The PyGo parser grammar builds upon the lexer tokens defined in Article 2, combining them into meaningful syntactic patterns. Parser rules use ANTLR's extended Backus-Naur Form notation with additional features for handling precedence, associativity, and semantic actions.
ANTLR's parsing approach generates recursive descent parsers with unlimited lookahead capabilities. This allows the parser to handle complex syntactic constructs while providing excellent error recovery and meaningful error messages for malformed input.
PYGO PARSER GRAMMAR SPECIFICATION
The complete PyGo parser grammar defines the syntactic structure of all language constructs. We begin with the top-level program structure and work down to individual expressions and statements.

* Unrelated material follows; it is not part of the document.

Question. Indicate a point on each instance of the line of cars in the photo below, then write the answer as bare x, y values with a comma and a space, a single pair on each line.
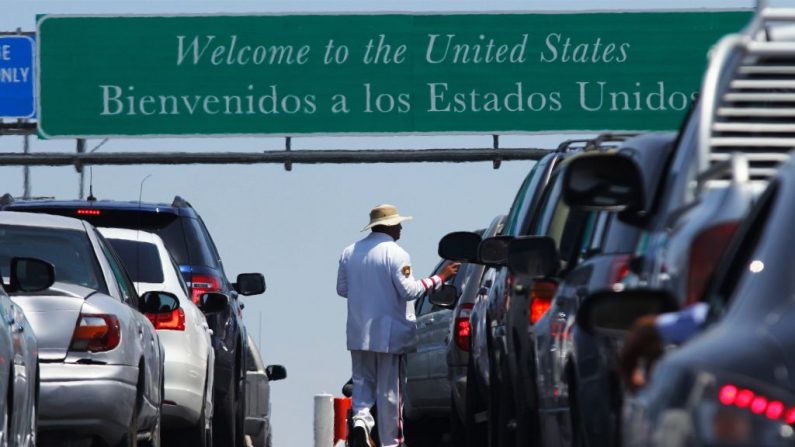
122, 329
623, 226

parser grammar PyGoParser;
options {
tokenVocab = PyGoLexer;
}
// Top-level program structure
program
: (functionDeclaration | variableDeclaration)* EOF
;
// Function declarations
functionDeclaration
: FUNC IDENTIFIER LEFT_PAREN parameterList? RIGHT_PAREN
(ARROW type)? COLON block
;
parameterList
: parameter (COMMA parameter)*
;
parameter
: IDENTIFIER COLON type
;
// Variable declarations
variableDeclaration
: VAR IDENTIFIER COLON type (EQUALS expression)? SEMICOLON?
;
The program rule serves as the entry point for parsing complete PyGo source files. It allows any number of function and variable declarations at the top level, reflecting PyGo's simple module structure.

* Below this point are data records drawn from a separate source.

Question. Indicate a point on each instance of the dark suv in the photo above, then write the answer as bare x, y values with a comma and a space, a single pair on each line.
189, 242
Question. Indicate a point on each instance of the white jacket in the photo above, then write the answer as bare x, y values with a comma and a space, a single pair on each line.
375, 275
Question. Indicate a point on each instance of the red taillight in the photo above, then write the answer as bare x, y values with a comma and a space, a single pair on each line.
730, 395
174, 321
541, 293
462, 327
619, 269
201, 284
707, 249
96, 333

Function declarations include optional parameter lists and return types, with the function body represented as a block statement. The parameter list uses standard comma-separated syntax with explicit type annotations for each parameter.
TYPE SYSTEM GRAMMAR RULES
PyGo's type system requires grammar rules that handle the basic data types supported by the language. The type rules provide the foundation for static type checking in later compilation phases.
// Type specifications
type
: INT_TYPE
| FLOAT_TYPE
| STRING_TYPE
| BOOL_TYPE
;
The type rule currently handles only primitive types, but the grammar structure allows for easy extension to support more complex types such as arrays, structures, or function types in future language versions.
STATEMENT GRAMMAR RULES
Statements form the core of PyGo's imperative programming model. The parser must handle various statement types including assignments, control flow, function calls, and return statements.
// Statement rules
block
: LEFT_BRACE statement* RIGHT_BRACE
;
statement
: variableDeclaration
| assignmentStatement
| ifStatement
| whileStatement
| forStatement
| returnStatement
| expressionStatement
;
assignmentStatement
: IDENTIFIER EQUALS expression SEMICOLON?
;
ifStatement
: IF expression COLON block (ELSE COLON block)?
;
whileStatement
: WHILE expression COLON block
;
forStatement
: FOR IDENTIFIER EQUALS expression SEMICOLON expression SEMICOLON
assignmentStatement COLON block
;
returnStatement
: RETURN expression? SEMICOLON?
;
expressionStatement
: expression SEMICOLON?
;
The block rule defines code blocks using brace delimiters, providing clear scope boundaries for variable declarations and control flow structures. Statement rules handle the various imperative constructs available in PyGo.
The if statement includes optional else clauses, while the for statement follows a traditional three-part structure with initialization, condition, and increment components. Return statements allow optional expressions for functions that return values.
EXPRESSION GRAMMAR WITH PRECEDENCE
Expression parsing requires careful handling of operator precedence and associativity to ensure that mathematical and logical expressions are parsed correctly according to standard conventions.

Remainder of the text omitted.